Travelers from all over the world come to Santa Fe, but usually not to play golf. The open-air opera house, more than 250 art galleries and 17 museums are why there are so many fine places to stay and eat in this city of fewer than 70,000. The golf happens to be terrific, inexpensive, and the fact it's a small part of the city's tourism adds to the appeal. There are no cart boys dressed in plus-fours hustling for tips, nor starters with walkie-talkies playing soldier. If not for the carts corralled outside like livestock, I would've mistaken the clubhouse at Black Mesa Golf Club for just another ranch home--albeit for a large family--dug into the severe landscape. I'd taken a left some time ago at a small bridge and was thinking this was a wrong turn. Mine was the fourth car in the dusty lot. Granted, my friend and I were visiting after the peak summer months, when even Scottsdale golfers venture north to escape the heat. But with only 15,000 rounds annually, the pitch at Black Mesa, I'm guessing, never rises much higher than low-key.
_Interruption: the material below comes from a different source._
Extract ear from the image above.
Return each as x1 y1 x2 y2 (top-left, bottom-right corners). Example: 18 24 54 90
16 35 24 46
We slung our clubs on our shoulders, and because we were already wearing our street-style golf shoes we sidestepped the problem of not knowing where to put them on.
The first person we encountered was Pat Brockwell, the superintendent. All golf-course superintendents in the Southwest dress somewhat like cowboys, and Brockwell's moustache and soft-spoken voice make him a ringer for the actor Sam Elliott.
"Fellas gonna get you some golf in?"
We said we aimed to, and Brockwell smiled proudly. Past the heaving rugs of fairway and immediate buttes, we could see for 50 miles. "Good day for it," Brockwell said.
Course architect Baxter Spann also speaks in the succinct cadence of a frontiersman. "I wanted to make a layout that was wild and untamed, like a mustang, and they let me," he says. Spann's first order of business when designing a course (his credits include the city's terrific muny, Marty Sanchez Links) is a camping trip to see how the property looks at dawn.
A word of advice: Put your bag on the cart's driver side if you don't want to relinquish control of your life. I let my friend David Haase drive, and he (wrongly) thinks he could've been a NASCAR driver. The paths are all sand, and the potential for power skids into and through the steep desert formations is considerable.
With the sun an inch above the horizon, we played an emergency nine (this time walking), and it struck me how the experience was very "links-y." Our distance from the ocean precluded the term, but with the right imagination, the cactus-dotted topography transmuted into the sand dunes and gorse of Ireland. Not just pretty scenery, the eroding buttes have an integrated presence that truly influences how shots are played. And with the areas off the fairway more fine sand than chunky rock, you get chances at successful recoveries without ruining your clubs. Just ask Haase.
On the other side of Highway 285 is Towa Golf Club, which has a complicated history of openings and closings. At present, 27 of the planned 36 holes are open. Barring a major change in the effluent water supply, this is how life will stay. The course superintendent, Jimmy Rodriguez, dressed like a cowboy but speaking like a chemist, has a plan to revive the course to grandeur despite the unusually salty topsoil.
From what we saw, Rodriguez is close. And since the opening of the attached Hilton Buffalo Thunder Resort & Casino in 2008, the course has become more stable. The greens were pure and the grassless patches in certain fairways were few--playable concessions for environmental sustainability.
Jointly designed by Hale Irwin and William Phillips, Towa maximizes panoramic views of the Pojoaque Valley while narrowing your concentration with tight demands off the tee. A common criticism of desert golf is that holes often blend together, but that's the fault of the cart, not the architect. Every Santa Fe course we played offered a walking rate, and it's funny how hoofing it distinctly burns a course's features into your mind.